Bugs with pincers and scatter as soon as you lift a garden pot have to be among the creepiest.  When you add the name Earwig to the bug's name, based on an old wives tale that they crawl into your ear while you sleep, the heebie jeebies are off the scale.  Even though you may shutter at the sight, Earwigs really are not that bad for your garden, and they are not out to pinch you either.

The wet conditions in the southeast portion of the state this spring resulted in a large number of earwigs showing up in homes and gardens according to Amanda Bachmann, SDSU Extension Pesticide Education & Urban Entomology Field Specialist:

Earwigs are very distinctive and are often feared by onlookers due to the pincer or forceps appendages present at the end of their body, but they are not harmful to humans.  Occasionally, earwigs are considered garden pests when their feeding damages fruit or foliage.
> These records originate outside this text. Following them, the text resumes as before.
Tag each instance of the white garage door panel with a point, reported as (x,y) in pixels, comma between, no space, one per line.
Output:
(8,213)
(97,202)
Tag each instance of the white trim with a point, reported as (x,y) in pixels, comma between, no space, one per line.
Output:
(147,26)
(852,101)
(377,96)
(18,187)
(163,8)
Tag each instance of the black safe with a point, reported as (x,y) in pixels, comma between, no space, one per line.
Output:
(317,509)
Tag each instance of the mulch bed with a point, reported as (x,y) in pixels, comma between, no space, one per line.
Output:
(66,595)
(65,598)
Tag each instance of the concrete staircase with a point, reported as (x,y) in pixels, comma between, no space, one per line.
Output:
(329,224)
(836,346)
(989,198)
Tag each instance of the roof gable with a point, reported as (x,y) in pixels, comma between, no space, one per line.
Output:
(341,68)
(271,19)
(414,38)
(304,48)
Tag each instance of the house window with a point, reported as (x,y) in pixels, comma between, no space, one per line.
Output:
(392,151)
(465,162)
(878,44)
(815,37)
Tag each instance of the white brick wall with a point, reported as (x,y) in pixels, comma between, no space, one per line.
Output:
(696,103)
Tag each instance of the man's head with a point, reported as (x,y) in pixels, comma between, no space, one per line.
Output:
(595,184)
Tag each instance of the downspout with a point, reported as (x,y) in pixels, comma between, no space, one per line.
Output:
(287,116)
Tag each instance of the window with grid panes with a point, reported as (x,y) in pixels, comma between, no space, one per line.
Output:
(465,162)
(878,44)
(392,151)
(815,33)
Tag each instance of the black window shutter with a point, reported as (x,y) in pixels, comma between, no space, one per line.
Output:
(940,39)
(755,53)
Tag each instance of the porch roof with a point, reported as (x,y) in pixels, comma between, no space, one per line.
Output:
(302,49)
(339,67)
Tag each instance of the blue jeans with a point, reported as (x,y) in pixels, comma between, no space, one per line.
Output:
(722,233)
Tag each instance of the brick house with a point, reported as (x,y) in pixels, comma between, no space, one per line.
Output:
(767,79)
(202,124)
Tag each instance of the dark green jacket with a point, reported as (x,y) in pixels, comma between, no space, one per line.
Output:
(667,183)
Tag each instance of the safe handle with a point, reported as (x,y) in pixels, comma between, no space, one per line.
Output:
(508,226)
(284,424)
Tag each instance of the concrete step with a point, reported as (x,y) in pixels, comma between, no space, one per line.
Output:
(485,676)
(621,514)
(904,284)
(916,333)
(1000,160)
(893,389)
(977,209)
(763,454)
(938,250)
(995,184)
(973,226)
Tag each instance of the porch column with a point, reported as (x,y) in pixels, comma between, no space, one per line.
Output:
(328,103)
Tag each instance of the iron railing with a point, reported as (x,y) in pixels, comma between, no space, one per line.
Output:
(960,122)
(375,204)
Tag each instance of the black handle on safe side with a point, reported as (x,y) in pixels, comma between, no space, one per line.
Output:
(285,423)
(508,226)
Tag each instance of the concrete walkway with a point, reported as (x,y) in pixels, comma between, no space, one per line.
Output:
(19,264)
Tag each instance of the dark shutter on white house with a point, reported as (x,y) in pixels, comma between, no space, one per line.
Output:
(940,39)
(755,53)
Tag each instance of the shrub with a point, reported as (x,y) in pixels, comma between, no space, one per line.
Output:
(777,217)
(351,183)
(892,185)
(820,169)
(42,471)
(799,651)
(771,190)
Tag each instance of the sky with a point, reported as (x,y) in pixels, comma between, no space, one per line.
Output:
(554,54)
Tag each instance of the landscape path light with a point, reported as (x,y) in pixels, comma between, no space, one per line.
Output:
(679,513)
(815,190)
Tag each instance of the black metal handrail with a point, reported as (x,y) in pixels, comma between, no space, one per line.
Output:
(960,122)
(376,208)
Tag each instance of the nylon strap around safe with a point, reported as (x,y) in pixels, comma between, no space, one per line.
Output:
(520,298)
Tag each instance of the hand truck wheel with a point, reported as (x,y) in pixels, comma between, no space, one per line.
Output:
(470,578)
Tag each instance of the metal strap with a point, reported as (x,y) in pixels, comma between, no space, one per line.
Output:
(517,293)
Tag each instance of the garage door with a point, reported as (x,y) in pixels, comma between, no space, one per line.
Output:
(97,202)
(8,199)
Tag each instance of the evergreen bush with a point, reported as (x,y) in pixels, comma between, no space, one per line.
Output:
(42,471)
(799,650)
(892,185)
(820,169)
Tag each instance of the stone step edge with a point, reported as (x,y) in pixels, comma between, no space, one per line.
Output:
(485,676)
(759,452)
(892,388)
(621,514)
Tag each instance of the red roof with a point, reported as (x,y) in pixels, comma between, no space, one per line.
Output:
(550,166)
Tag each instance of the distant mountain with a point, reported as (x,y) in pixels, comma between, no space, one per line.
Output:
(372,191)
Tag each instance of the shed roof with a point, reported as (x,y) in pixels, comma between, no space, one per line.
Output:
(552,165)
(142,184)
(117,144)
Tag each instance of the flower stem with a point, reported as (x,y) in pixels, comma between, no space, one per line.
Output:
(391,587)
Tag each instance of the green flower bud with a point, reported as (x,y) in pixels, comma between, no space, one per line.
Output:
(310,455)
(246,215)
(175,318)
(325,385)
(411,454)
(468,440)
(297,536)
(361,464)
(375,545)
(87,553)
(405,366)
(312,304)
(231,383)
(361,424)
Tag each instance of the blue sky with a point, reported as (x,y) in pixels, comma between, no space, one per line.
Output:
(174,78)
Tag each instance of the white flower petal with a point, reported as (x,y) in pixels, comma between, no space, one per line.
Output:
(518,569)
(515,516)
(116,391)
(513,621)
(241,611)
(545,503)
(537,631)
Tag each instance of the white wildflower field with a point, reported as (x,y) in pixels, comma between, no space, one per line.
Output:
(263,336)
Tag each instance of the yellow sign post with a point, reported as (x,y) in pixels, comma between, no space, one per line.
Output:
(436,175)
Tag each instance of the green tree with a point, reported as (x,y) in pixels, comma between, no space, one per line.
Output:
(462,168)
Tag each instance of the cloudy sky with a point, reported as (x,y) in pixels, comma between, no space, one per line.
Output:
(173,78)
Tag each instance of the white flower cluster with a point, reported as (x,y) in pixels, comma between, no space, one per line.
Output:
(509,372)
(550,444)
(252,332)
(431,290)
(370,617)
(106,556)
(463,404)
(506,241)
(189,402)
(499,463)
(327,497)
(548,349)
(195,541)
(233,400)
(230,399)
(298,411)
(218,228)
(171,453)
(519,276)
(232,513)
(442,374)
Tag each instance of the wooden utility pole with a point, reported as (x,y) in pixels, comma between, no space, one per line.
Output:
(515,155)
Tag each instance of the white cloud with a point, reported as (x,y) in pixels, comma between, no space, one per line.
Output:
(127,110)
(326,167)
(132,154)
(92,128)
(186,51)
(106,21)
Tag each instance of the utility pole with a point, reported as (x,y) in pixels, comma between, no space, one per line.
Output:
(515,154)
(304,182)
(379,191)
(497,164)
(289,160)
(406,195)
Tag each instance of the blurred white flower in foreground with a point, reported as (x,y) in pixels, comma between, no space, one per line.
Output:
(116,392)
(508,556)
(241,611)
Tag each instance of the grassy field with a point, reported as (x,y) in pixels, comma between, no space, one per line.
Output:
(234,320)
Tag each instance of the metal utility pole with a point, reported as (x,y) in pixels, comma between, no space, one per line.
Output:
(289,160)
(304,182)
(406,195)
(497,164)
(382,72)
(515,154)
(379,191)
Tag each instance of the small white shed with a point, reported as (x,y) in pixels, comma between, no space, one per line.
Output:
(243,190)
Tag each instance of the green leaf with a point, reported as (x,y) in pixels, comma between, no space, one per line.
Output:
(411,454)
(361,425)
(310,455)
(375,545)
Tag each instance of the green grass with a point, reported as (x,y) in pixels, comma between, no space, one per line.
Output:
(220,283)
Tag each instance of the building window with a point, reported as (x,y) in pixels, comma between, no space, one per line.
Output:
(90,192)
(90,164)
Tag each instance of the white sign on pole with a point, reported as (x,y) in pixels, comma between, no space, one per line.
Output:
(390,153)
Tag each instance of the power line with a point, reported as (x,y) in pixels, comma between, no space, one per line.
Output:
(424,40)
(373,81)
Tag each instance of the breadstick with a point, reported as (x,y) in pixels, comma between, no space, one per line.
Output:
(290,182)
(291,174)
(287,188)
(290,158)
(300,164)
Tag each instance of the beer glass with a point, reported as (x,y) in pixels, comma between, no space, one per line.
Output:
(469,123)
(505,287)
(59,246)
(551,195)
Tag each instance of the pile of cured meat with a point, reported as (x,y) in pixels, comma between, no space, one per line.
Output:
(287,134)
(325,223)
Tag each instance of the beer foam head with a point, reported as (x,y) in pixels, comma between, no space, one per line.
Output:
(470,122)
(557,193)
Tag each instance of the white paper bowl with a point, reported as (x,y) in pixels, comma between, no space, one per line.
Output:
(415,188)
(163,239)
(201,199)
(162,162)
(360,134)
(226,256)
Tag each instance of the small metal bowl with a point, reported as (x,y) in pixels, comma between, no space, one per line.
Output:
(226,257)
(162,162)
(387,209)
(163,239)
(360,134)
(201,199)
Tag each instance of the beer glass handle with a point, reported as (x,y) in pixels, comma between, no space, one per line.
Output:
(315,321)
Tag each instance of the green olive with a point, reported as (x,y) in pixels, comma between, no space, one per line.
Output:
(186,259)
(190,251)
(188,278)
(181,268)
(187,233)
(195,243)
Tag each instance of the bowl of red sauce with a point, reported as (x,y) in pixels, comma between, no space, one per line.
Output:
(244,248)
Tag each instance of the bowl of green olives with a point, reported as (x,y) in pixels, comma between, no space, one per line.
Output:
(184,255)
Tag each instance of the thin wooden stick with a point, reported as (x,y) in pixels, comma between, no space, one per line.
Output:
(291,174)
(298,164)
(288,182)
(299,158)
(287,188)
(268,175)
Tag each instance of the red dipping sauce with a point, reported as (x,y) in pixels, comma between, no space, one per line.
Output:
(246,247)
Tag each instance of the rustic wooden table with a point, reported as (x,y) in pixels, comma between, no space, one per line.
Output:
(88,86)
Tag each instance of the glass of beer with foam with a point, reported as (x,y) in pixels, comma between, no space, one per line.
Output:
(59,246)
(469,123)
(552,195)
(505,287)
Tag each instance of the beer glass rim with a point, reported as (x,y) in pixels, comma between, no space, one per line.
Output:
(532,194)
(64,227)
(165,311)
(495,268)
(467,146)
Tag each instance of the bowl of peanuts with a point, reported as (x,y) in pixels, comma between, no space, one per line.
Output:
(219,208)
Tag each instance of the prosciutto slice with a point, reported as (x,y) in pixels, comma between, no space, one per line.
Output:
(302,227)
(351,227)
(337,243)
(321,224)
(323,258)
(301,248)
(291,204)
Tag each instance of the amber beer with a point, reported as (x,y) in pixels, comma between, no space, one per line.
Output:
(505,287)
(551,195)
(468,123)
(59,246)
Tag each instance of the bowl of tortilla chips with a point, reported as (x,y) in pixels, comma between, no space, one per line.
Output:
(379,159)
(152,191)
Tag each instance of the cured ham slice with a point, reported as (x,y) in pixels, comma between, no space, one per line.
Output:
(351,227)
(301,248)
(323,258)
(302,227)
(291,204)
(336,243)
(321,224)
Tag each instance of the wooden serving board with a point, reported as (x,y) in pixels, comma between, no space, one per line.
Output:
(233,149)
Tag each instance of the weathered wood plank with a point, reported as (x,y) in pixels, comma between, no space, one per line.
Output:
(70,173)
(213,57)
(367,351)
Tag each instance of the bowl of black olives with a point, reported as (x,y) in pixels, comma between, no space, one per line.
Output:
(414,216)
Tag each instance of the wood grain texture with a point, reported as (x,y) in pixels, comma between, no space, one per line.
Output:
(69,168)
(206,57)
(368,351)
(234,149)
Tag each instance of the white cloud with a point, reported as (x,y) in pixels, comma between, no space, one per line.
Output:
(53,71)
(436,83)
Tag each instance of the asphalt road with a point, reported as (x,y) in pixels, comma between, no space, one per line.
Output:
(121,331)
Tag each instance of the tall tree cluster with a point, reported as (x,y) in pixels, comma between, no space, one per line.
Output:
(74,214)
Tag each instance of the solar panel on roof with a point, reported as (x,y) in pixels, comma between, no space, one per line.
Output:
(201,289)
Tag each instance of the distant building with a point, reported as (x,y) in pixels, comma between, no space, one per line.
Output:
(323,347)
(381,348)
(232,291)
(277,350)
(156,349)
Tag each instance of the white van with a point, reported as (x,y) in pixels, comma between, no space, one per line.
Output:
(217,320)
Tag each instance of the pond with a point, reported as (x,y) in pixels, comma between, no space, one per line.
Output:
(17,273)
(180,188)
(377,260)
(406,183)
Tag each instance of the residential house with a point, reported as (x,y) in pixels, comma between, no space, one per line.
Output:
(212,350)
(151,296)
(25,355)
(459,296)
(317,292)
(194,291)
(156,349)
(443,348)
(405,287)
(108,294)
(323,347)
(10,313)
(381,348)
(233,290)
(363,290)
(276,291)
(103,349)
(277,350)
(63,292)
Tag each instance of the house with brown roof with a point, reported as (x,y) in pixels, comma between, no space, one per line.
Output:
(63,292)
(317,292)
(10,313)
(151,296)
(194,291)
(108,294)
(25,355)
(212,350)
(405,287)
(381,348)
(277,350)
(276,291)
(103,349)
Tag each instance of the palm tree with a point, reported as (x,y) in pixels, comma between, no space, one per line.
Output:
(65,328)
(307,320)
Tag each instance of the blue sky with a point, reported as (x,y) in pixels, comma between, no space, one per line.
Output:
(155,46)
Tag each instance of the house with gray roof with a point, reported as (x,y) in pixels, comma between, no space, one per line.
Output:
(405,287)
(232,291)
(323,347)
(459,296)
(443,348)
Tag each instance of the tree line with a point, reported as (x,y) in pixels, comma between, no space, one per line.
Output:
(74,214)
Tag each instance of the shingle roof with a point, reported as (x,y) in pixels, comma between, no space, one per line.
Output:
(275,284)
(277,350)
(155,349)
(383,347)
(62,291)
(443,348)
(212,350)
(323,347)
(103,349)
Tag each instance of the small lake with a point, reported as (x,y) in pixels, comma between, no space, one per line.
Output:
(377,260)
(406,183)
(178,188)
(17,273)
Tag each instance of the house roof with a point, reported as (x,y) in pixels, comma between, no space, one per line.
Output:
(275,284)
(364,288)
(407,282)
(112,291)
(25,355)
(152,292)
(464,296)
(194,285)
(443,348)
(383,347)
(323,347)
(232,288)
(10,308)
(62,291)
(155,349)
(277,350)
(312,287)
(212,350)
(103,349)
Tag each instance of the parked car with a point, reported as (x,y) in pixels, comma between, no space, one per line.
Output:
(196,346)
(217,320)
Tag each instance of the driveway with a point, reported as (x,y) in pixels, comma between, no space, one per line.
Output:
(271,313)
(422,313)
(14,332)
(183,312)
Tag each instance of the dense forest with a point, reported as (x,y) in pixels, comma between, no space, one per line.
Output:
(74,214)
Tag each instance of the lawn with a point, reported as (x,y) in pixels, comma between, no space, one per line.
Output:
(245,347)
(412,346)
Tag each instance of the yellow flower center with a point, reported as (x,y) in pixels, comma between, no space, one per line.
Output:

However, for the most part they prefer to inhabit areas under mulch, potted plants, compost piles or other damp, sheltered locations.

Earwigs eat aphids and mites, as well as decaying plant material and garden plants.

Generally, earwigs exist outdoors and are mostly unnoticed, but like many other insects they can find their way inside.

You can catch earwigs with an old tuna can, a little leftover tuna oil inside to line the bottom of the can and when the earwigs enter the can, they're stuck inside the oily goo.

Debbie Graham from the Radio Program How's it Growing says an alternative to chemicals includes crushed up egg shells or oyster shells to create a barrier that basically cuts up the surface of the earwigs as they try to travel by.  The shells do need to be finely crushed.  Another easier alternative is purchasing diatomaceous earth from a garden store and sprinkle it where earwigs and other pests run.

If applying an insecticide to garden plants, mulch or soil, make sure to read and follow the label directions. Applying insecticides to flowering plants can be harmful to pollinators and other beneficial insects.